Хочу отметить, что дружба, зародившаяся в довоенной школе на Греческом проспекте, сопровождала мою маму до ее последних дней, и подчас, школьные друзья оказывались даже ближе чем кровные родственники.
У нас дома существовала такая традиция, точнее, ритуал: когда наша семья собиралась вечером, обе большие входные двери надежно закрывались на все замки, причем, если первая, внешняя дверь, обитая еще в период индустриализации толстой танковой броней, снабжалась витой стальной цепочкой, то вторая, внутренняя укреплялась еще толстым дубовым засовом, подобным тому, каким в средние века запирались амбарные ворота. Перед сном, дед “обходил владения свои”, лично проверяя выключен ли газ и электричество, а в дровяную эпоху, - нет ли, в на ночь протопленных, печках, угольков с синими огоньками – признаком того, что с закрытием задвижки надо повременить. Затем, внимательно изучив все оборонные сооружения, он с удовлетворением замечал: «Дверь на палке (так он называл наш амбарный засов), дети дома, – можно идти спать”, и, умиротворенно, отходил ко сну. Здесь надо пояснить, что мою маму и меня он воспринимал как представителей одного поколения. Для него мы были – его детьми, почти братом и сестрой. Может быть это объяснялось тем, что я с трех лет рос без отца, и все заботы по моему воспитанию легли на его плечи.
К нашей обители на Басковом вполне подходила формула “My home is my castle”. Что бы ни происходило за стенами этой своеобразной по форме, и явно необычной для советской системы по содержанию, крепости не оказывало существенного влияния на жизнь внутри нее.

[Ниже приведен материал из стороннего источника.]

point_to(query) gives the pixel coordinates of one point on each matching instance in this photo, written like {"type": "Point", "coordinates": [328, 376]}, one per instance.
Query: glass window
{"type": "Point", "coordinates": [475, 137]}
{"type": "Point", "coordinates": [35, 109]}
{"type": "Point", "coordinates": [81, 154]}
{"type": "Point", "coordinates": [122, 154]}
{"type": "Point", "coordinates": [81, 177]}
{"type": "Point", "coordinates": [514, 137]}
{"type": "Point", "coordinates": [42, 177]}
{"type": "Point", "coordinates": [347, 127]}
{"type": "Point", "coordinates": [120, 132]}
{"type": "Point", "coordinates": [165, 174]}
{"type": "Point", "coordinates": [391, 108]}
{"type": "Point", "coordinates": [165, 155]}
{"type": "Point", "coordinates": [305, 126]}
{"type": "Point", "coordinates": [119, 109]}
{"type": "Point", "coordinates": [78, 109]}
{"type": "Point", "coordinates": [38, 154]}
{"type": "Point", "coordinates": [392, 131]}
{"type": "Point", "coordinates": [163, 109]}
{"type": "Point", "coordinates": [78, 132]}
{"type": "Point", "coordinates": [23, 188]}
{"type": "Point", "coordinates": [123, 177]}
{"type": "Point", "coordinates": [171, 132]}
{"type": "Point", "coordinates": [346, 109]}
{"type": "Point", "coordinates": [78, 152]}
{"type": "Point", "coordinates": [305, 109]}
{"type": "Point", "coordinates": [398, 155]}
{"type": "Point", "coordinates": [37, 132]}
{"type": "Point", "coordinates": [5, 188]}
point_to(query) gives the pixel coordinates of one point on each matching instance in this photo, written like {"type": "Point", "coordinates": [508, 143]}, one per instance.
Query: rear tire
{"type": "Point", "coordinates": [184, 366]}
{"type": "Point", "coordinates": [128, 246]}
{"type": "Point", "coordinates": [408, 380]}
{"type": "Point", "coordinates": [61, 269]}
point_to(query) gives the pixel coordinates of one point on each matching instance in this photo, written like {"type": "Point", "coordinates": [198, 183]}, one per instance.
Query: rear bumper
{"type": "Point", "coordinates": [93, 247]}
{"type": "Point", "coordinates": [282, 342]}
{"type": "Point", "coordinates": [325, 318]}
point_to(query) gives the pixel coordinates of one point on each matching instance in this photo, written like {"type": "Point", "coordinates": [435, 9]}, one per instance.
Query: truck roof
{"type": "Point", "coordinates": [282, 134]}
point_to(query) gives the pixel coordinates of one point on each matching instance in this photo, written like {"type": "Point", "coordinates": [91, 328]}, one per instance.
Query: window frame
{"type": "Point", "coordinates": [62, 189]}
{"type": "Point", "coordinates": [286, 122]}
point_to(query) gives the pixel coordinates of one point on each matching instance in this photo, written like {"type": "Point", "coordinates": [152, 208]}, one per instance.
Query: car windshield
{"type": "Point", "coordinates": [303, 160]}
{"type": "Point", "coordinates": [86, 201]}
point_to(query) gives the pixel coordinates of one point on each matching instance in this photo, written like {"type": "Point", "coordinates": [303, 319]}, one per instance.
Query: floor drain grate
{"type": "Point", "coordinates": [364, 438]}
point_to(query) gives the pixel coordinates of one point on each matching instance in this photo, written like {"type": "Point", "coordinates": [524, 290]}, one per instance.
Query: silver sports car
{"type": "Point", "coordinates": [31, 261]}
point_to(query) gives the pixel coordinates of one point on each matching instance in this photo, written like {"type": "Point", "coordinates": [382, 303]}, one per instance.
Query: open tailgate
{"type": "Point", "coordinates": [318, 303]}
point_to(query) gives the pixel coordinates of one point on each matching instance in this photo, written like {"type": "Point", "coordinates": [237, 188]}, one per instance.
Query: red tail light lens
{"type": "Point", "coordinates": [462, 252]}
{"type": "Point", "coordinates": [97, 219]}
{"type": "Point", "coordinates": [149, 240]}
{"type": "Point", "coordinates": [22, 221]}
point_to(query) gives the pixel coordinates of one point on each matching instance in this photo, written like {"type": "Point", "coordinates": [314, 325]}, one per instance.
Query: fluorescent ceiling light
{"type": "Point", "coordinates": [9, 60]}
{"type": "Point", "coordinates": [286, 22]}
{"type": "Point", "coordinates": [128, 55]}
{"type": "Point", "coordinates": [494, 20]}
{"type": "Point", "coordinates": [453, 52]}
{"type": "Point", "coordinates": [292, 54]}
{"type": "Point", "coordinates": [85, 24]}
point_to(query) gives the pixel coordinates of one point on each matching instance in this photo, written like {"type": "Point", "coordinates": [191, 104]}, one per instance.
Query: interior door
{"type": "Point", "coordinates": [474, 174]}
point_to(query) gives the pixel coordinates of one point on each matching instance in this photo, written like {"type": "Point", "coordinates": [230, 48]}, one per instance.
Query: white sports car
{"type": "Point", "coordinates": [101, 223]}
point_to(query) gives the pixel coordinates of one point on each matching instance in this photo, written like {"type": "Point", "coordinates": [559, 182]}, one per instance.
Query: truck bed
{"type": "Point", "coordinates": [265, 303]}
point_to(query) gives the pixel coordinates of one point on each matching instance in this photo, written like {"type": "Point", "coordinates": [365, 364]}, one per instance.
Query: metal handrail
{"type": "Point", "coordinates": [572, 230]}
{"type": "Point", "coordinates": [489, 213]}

И распорядок дня, и идеологические взгляды, и традиционные праздники, и даже распределение мест за обеденным столом оставались неизменными долгие годы. Не надо думать, что я рос в замке из слоновой кости. Напротив, интерес к политике возник у меня уже в раннем детстве. Помню себя, девятилетним, читающим отчет о XX съезде партии в газете «Правда», расклеенной на фасаде дома неподалеку от моей школы, носившей тогда имя своей знаменитой выпускницы Н. К. Крупской. Для большинства наших соотечественников, причем, значительно старших меня по возрасту, доклад Н.С. Хрущева о культе личности Сталина, имел эффект разорвавшейся бомбы. В моей же семье эта, бесспорно смелая речь Никиты Сергеевича была воспринята, как необходимая, но недостаточная и, главное, запоздалая констатация давно известных фактов. Когда я уже в 60-70-е годы слушал наших кумиров-шестидесятников, мне казалось весьма странным, что они вплоть до ХХ съезда искренне верили сталинской пропаганде и были слепы относительного личной роли диктатора в репрессиях 30- 50-х годов прошлого века.
Мои политические взгляды сформировались очень рано, и за последние пятьдесят лет практически не претерпели особых изменений. Мне кажется, что у моих сверстников было важное преимущество перед последующими поколениями,- нас воспитывали бабушки и дедушки, сохранившие в своей душе память о старой дореволюционной России. Эта память могла быть и восторженной, и печальной, и негативной. Важно было другое. Мы получали информацию из первых уст, и имели возможности для анализа и сравнения. Такое непосредственное знакомство с историей своей страны, своего народа не происходит ни в школьном классе, ни в вузовской аудитории, и уж, тем более, ни на страницах конъюнктурных, а подчас и просто лживых учебников.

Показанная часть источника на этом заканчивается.